2005年7月30日(土)
サッカーで日本一を目指す中・高校にとって、ベストのトレーニング環境を提供出来ます──。ポン・デ・アスーカル・スポーツクラブは、二〇〇八年にプロリーグへの参入を目指してサンパウロとリオで、選手を育成中だ。大宮アルディージャU14の選手、コーチら二十二人が八月十五日から二週間、同クラブでブラジル式のトレーニング方法を学ぶことになった。同クラブが海外チームを受け入れるのは初めて。アジア、中近東、アフリカの中・高校生チームを念頭に、サッカー研修を本格化させていきたい考え。大宮アルディージャが試金石になる。仲介した高橋祐幸さん(72、岩手県出身)=サンパウロ市=は「個人ではなく、チーム全体が組織的にトレーニングを積めるはず」と話している。
ポン・デ・アスーカルは、国内に五百五十店舗を所有。年間売上は、百五十億ドルに達する。エストラやコンプレ・ベンなども傘下に収め、カレフールやウォールマートに比肩するスーパーだ。
「何か社会貢献をしなければならない」。アビリオ・ディニズ社長のそんな思いから、サッカークラブが結成された。トレーニングセンターが昨年サンパウロに、今年リオに完成。両市にそれぞれU15、U17、U20のチームを持っている。

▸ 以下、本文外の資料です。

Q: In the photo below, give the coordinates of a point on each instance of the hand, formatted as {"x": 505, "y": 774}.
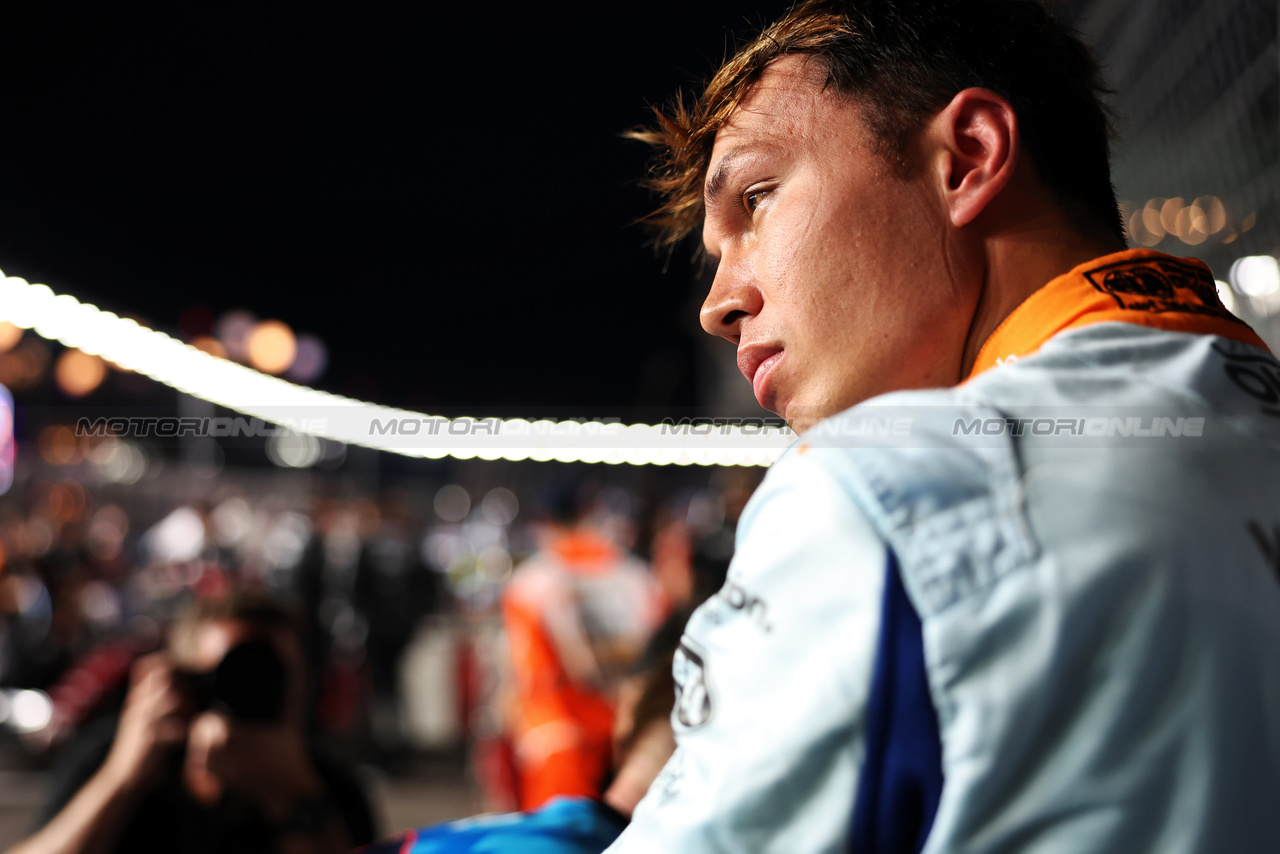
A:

各チームに四十人の選手が所属。両市で二百四十人の選手を抱えていることになる。トレーニングセンターには、温水プールやアカデミアなどの設備が充実。各チームに監督やフィジカルトレーナー、ドクター、マッサージ師などを揃え、プロ並のクラブだ。
サンパウロのU20は今年六月、ナイキカップ(U20)で優勝。来年一月に、コッパ・サンパウロ・ジュニオールに初出場する予定。二十歳を過ぎても優秀な選手は既に、サントスやコリンチアンスに貸し出されているという。
高橋さんは大宮アルディージャの顧問。チームからの依頼を受けて、研修プログラムを作成し、ジョゼ・カルロス・ブルノーロ・サッカー担当重役に持ち込んだ。

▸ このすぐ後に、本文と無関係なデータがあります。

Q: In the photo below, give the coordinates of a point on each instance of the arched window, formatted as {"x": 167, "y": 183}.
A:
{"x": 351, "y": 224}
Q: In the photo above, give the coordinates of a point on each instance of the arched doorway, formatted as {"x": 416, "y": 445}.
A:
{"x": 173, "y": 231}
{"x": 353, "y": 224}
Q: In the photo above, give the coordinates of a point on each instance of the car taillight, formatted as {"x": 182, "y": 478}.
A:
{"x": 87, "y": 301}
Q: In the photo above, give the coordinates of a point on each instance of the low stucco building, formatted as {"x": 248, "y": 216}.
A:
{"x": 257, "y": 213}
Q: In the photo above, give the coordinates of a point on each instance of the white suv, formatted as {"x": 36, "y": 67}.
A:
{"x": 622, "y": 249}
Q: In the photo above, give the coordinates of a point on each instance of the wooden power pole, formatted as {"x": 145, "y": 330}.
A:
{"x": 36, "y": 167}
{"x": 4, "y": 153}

同氏は、バレーボール・ブラジル代表の元監督。九〇年代半ばから後半にパウメイラスのサッカー担当取締役にあり、ポン・デ・アスーカルに経営手腕を買われた。サッカーに対する高橋さんの計画書に賛同した。トレーニングメニューは準備体操から親善試合まで、すべてブラジル式。日本のコーチらは全く、手を出さない。

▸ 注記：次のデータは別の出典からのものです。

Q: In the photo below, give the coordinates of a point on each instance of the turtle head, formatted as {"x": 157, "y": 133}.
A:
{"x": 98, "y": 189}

高橋さんは「ここでは、トーナメントに入る約二週間前から、徐々に体を慣らしていくんです。二~三日はボールを触らせません。スタッフには、ブラジルの方法を見学してもらい、ブラジルが強い理由を探ってもらいたい」と意図を説明する。
滞在中には、ポン・デ・アスーカルを始め、パウメイラス、コリンチアンス、サンパウロのU14との親善試合のほか、ブラジル選手権の観戦などが計画されている。一人当たりの参加費は、二十万円~三十万円。従来の半額で済む。
高橋さんは、個人でTVバンデイランテスのカメラマンと契約。トレーニングの模様をビデオに撮影し、日本の高校などに無料で配布してPRを図る考えだ。「私も七十歳を超え、あと何年働けるか分かりません。社会への最後の奉公だと思ってがんばりたい」と張り切っている。